Bug #5: Token Efficiency

Status: RESOLVED in v3.5.0 - v3.7.0 Category: Token Optimization Severity: High (Cost impact) Resolution Date: 2025

Working with Claude Desktop on enterprise projects consumed enormous amounts of tokens. A typical 2-hour coding session could use 2+ million tokens (~$6-7 USD), making intensive AI-assisted development prohibitively expensive.
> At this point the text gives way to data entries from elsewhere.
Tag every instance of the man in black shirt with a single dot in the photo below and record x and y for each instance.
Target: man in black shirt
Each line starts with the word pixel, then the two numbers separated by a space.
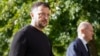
pixel 31 41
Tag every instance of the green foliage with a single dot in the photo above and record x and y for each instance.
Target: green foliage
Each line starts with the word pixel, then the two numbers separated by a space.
pixel 66 15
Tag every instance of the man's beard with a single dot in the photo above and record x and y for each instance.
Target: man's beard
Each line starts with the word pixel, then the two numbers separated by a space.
pixel 42 25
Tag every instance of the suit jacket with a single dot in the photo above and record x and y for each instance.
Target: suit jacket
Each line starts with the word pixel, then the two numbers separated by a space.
pixel 29 41
pixel 77 48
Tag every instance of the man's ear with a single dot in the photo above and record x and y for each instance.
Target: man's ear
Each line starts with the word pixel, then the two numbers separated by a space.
pixel 31 14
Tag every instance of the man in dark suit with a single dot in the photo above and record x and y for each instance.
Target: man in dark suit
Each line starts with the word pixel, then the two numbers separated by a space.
pixel 30 40
pixel 79 47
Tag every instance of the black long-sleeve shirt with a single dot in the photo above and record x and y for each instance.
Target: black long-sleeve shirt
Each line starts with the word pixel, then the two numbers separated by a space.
pixel 29 41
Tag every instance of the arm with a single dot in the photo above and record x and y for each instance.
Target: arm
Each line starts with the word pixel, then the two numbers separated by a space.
pixel 73 50
pixel 18 46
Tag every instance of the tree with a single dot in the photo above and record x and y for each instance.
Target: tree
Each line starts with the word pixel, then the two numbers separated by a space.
pixel 65 17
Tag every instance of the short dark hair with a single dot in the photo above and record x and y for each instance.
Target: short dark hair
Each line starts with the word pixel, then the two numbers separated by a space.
pixel 39 4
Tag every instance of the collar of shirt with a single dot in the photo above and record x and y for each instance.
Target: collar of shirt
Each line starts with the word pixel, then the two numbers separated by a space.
pixel 84 42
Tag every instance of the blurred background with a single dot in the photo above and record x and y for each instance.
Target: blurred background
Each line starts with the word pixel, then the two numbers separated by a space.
pixel 64 19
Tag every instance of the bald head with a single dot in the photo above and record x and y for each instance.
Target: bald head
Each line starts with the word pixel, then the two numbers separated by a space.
pixel 85 30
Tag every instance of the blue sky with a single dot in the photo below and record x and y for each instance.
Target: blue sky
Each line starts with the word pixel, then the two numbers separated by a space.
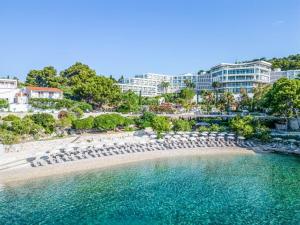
pixel 136 36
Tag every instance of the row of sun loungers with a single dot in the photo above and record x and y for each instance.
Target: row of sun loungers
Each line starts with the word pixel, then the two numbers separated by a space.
pixel 190 142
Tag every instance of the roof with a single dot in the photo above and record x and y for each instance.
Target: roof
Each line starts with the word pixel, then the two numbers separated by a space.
pixel 46 89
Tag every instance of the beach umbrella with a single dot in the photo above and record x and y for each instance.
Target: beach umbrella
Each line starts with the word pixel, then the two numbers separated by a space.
pixel 153 136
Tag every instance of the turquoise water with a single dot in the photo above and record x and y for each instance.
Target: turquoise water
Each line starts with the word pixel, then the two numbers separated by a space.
pixel 261 189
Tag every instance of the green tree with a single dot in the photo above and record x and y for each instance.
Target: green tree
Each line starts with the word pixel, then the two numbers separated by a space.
pixel 187 94
pixel 244 100
pixel 107 122
pixel 160 124
pixel 3 104
pixel 96 90
pixel 283 98
pixel 216 85
pixel 227 100
pixel 207 100
pixel 47 77
pixel 164 85
pixel 243 126
pixel 145 120
pixel 129 102
pixel 181 125
pixel 189 84
pixel 83 124
pixel 45 120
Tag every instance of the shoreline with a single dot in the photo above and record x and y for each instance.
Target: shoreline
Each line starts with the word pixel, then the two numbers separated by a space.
pixel 26 174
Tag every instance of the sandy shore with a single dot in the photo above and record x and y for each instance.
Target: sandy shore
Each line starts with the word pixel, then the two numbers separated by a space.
pixel 23 174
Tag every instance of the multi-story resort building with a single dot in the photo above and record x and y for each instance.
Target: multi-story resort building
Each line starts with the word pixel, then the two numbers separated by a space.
pixel 276 74
pixel 204 81
pixel 18 98
pixel 237 76
pixel 149 84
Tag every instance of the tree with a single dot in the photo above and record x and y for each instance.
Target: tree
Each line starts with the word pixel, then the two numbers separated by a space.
pixel 129 102
pixel 107 122
pixel 216 85
pixel 121 79
pixel 161 124
pixel 200 72
pixel 258 97
pixel 145 120
pixel 181 125
pixel 96 90
pixel 189 84
pixel 283 98
pixel 244 100
pixel 3 104
pixel 228 99
pixel 208 100
pixel 164 85
pixel 45 120
pixel 242 126
pixel 84 124
pixel 47 77
pixel 187 94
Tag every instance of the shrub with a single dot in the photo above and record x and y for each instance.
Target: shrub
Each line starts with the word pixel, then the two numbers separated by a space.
pixel 11 118
pixel 203 129
pixel 181 125
pixel 8 137
pixel 145 120
pixel 243 126
pixel 45 120
pixel 44 103
pixel 3 104
pixel 161 124
pixel 78 112
pixel 108 121
pixel 262 132
pixel 84 124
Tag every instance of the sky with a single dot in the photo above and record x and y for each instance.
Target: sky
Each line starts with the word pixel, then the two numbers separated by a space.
pixel 128 37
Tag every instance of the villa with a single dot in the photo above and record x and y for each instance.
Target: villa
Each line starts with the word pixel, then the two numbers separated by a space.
pixel 18 98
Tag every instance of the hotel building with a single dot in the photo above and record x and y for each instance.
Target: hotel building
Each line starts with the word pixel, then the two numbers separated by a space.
pixel 148 85
pixel 237 76
pixel 276 74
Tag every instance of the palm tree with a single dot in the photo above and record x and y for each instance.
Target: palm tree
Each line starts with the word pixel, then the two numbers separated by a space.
pixel 216 85
pixel 189 83
pixel 165 86
pixel 228 100
pixel 208 98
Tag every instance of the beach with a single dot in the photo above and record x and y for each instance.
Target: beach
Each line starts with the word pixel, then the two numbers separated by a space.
pixel 23 174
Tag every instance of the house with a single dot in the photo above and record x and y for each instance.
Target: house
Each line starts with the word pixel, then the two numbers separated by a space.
pixel 44 92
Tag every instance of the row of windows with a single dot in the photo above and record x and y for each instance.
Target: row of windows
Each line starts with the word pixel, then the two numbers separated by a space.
pixel 238 90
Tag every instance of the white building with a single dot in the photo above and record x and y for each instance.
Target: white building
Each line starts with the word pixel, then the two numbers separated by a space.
pixel 276 74
pixel 237 76
pixel 204 82
pixel 18 97
pixel 44 92
pixel 8 89
pixel 148 85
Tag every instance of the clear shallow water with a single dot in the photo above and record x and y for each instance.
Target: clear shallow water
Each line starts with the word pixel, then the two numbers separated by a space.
pixel 262 189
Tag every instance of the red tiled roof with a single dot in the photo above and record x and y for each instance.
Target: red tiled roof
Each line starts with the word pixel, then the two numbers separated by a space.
pixel 44 89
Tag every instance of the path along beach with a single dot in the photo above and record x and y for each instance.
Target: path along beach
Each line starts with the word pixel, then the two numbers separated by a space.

  1. Verbose output: Every file listing, search result, and operation returned formatted, human-readable output with headers, separators, and decorations
  2. Full file operations: No way to read/write portions of files - always entire content
  3. No caching: Repeated reads of the same file consumed tokens each time
  4. Wasteful patterns: AI agents read entire files to make small changes
OperationTokens UsedCost at Scale
List directory (50 files)~2,500 tokensAdds up fast
Read 5,000-line file~125,000 tokensExpensive
Write same file back~125,000 tokensVery expensive
Single edit cycle~250,000 tokensUnsustainable

A single read-modify-write cycle on a large file could cost 250,000+ tokens.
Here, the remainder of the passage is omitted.